Tag Archives: error

Failed to deploy template (follow-up)

The workaround that I mentioned in this post turned out not to fix the problem as it has returned while doing a bulk deploy of 30 new virtual workstations. It is a nuisance but not blocking because I don’t use a non-persistent pool right now.

Next step will probably be to log a support call if we can’t find another possible solution.

Failed to deploy template: The virtual disk is either corrupted or not a supported format

Ran into this error when I was at a customer site and found that there is not a lot of information available online. The first post that I found describing the error was on VM/ETC. Have not found a definitive solution yet as I first suspected something had gone wrong with a snapshot on the particular template I was using. Built a new template and did not run into the error for a couple of days.

Then I found these posts (post 1, post 2) on the VMware Forums and have tried the workaround mentioned in this comment as the template and the VM’s to be generated from this template were located on the same LUN.

The error has not turned up since but it stayed away for a couple of days last time.

Computer account disabled when adding machine to domain

During a VMware View deployment I ran into this one because we chose to create a number of computer accounts beforehand. The answer from jwalsh in the VMware forums described the issue and the solution perfectly:

I’ve seen something very similar. The workaround was to use “username@domain” as the user in the customization specification.
The first time the join is done, it is done just with the username, if this fails then username@domain is used. It may be that the first failed attempt is locking the account in AD.

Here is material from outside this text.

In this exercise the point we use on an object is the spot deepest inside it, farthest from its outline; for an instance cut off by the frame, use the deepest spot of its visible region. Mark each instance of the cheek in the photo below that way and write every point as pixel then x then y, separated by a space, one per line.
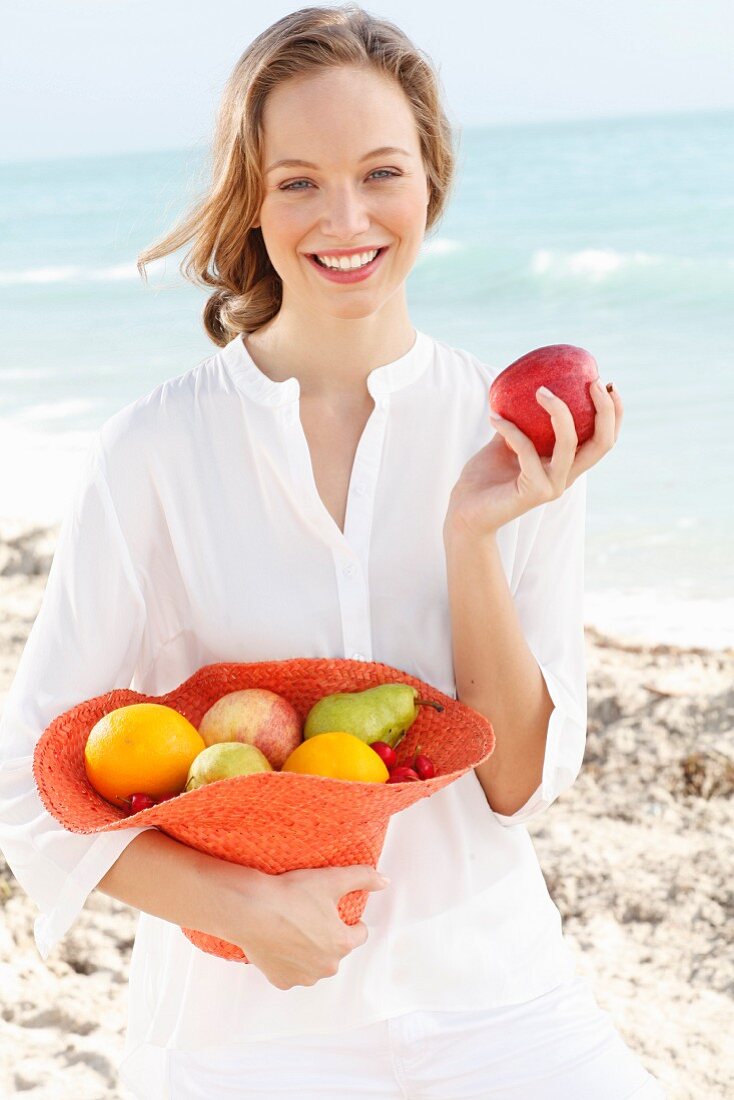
pixel 282 221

See the entire topic here: http://communities.vmware.com/message/1149793

Upload file to datastore error: Failed to login into NFC server

Got this error while trying to upload some ISO’s to a datastore ISO folder via a VirtualCenter client.

While looking for causes I found these possibilities:

  • Not enough space in the datastore
  • Port 901/902 not open between the VI Client to the source of the file (and/or VC Server, could not find if that is also a factor)
  • DNS configuration for the host servers

As a possible solution I also found that restarting the VC Server service could help.

In this particular case it turned out that DNS was not configured for the host servers so adding the servers to the hosts file of the machine running the VI Client did the trick.

Follow up: Oracle troubles

I will be writing a “lessons learned” post about our project in the near future but for now I will follow up on the Oracle problems we had last month.

What we learned from using Oracle in a VI environment is that memory settings turned out to be highly critical in relation to the performance of the VM. We didn’t have this problem on a physical machine, at least not as intrusive as this, but when Oracle doesn’t have enough memory available it starts very heavy swapping to the virtual disk. This results in a 100% CPU load and processes start to hang with an unresponsive application as the result for the users.

Adding memory to the amount the server needs (indicated by checking the swapsize in the VM) has fixed these problems.

Oracle troubles

I shouldn’t be writing that all is well on the Oracle front.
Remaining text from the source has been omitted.